Introduction

Up to this point, we have worked with pretty simple visualizations, just so we can quickly glean important information about our statistical models without spending too much time focusing on the aesthetics of the visuals.

In this lab, we will learn a bit more about R’s graphical capability—especially through tidyverse’s ggplot—which provides us with incredible customizability. We will learn how to fine-tune some of the visuals we have already worked with, and we will preview some other common visual styles that can manage with ggplot.

Visualization and Analytical Thinking

Before we start working with some of these new visual tools, I want to take an opportunity to stress the importance of visualization more generally. It’s easy to see the process of presenting visuals as something somewhat superficial, but visualization can be critical for defining the kind of questions we can ask about our data.

For now, I’m going to obscure the code I’m using for this document. We will learn more about the kind of commands I used to generate the following figures, but I don’t want anyone to get bogged down initially. I’ll use these visuals to help impart an important lesson about data visualization’s in the research process.

Thirteen Data Sets

Let’s take a look at a collection of thirteen different data sets. Each data set has 142 observations with 2 columns, labeled x & y.

I’ll use some tidyverse commands to get some summary statistics for each of the data sets, including the mean of both variables and their standard deviations. Let’s see what seems to distinguish some of these data sets from one another.

Mean (x) Mean (y) SD (x) SD (y)
54.3 47.8 16.8 26.9
54.3 47.8 16.8 26.9
54.3 47.8 16.8 26.9
54.3 47.8 16.8 26.9
54.3 47.8 16.8 26.9
54.3 47.8 16.8 26.9
54.3 47.8 16.8 26.9
54.3 47.8 16.8 26.9
54.3 47.8 16.8 26.9
54.3 47.8 16.8 26.9
54.3 47.8 16.8 26.9
54.3 47.8 16.8 26.9
54.3 47.8 16.8 26.9

Well, there’s not much we can say here. All the summary statistics are identical. Why don’t we try modeling a linear relationship between the x and y variables. Maybe looking at the correlations will tell us something. I’ll display the linear regression lines for each data set below.

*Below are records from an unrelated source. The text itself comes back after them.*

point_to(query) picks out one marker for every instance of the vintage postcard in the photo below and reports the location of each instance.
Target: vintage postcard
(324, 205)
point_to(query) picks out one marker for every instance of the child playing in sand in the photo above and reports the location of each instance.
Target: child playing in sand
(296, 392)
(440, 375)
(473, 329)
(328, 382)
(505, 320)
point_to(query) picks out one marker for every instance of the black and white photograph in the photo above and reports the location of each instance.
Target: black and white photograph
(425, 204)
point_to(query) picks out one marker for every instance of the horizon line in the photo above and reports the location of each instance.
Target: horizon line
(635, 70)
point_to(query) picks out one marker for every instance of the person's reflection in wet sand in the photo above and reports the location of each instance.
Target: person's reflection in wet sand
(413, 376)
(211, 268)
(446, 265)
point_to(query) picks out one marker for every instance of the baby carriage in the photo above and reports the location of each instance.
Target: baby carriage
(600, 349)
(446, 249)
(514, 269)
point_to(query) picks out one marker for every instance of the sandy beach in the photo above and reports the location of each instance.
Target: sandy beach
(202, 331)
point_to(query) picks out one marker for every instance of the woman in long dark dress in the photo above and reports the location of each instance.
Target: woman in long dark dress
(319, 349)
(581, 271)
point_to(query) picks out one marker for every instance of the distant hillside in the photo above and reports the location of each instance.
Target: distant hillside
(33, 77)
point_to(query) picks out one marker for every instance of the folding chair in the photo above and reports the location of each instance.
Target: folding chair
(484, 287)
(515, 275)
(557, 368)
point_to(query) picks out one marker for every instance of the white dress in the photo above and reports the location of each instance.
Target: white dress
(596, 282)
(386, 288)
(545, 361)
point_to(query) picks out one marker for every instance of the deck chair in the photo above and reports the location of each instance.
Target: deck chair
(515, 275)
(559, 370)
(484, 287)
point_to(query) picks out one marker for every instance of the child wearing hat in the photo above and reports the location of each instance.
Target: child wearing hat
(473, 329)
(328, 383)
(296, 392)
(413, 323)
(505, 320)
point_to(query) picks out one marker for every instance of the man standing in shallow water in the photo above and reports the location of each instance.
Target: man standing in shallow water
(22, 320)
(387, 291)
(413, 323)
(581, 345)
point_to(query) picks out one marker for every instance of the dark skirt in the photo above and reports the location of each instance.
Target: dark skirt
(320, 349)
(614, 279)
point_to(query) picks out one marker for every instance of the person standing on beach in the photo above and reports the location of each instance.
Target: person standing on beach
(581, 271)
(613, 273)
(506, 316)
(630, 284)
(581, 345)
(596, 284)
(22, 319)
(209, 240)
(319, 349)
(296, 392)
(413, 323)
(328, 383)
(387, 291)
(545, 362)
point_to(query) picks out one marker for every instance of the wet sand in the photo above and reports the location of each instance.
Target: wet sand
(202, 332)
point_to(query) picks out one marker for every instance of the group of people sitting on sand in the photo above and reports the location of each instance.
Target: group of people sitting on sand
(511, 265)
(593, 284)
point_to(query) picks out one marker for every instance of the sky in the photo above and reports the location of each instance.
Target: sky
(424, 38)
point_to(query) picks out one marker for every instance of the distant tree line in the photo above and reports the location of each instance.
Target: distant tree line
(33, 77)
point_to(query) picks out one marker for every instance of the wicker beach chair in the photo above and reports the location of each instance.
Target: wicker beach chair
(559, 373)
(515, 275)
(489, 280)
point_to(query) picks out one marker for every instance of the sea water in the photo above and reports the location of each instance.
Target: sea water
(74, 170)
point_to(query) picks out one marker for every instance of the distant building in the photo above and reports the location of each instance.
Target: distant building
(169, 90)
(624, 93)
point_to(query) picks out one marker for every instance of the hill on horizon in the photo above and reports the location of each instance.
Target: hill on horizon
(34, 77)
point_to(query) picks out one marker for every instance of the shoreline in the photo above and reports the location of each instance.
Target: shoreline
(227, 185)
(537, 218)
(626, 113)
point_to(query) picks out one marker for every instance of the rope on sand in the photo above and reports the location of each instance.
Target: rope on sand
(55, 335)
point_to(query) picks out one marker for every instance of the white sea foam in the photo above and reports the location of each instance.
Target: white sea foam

Okay. This is not revealing much either. All the lines seem to have the same slope, which shows a (slight) negative relationship where y decreases as x increases. The correlations aren’t revealing any notable distinctions.

But wait. One thing we can see here is that, while the correlations appear to be about the same, there are some differences in the ranges of values. Note that the regression lines don’t extend across the same range of x-axis values in each data set. Maybe there is something here after all.

Let’s just go ahead and plot the actual data.

Now there’s some distinction!

This is a tongue in cheek data set known as the ‘datasaurus dozen’. It’s often used in intro statistical classes to help illustrate the importance of visualization. It’s inspired by another conceptually similar data set known as ‘Anscombe’s quartet’ which likewise stresses the role of plotting data in producing well informed analyses.

In Sum

So, take this as a showcase of the importance of visualizing your data. This isn’t to discount summary statistics and other numeric description of data—those are still invaluable for us.

Rather, cases like Datasaurus or Anscombe’s quartet highlight the necessity of understanding the shape of your data. This will determine the kind of questions you can ask with the data, as well as the kind of statistical tools you need to describe it.

For example, in the case we just examined, those x and y variables do not have any kind of clear linear relationship. In that case, tools like standard OLS regression that assume linearity are not appropriate. Any relationship between the variables could only be explored through other statistical means.

So, making our figures and tables look aesthetically pleasing is indeed valuable in its own right, but don’t underestimate the utility of good visualization for the analytic process itself.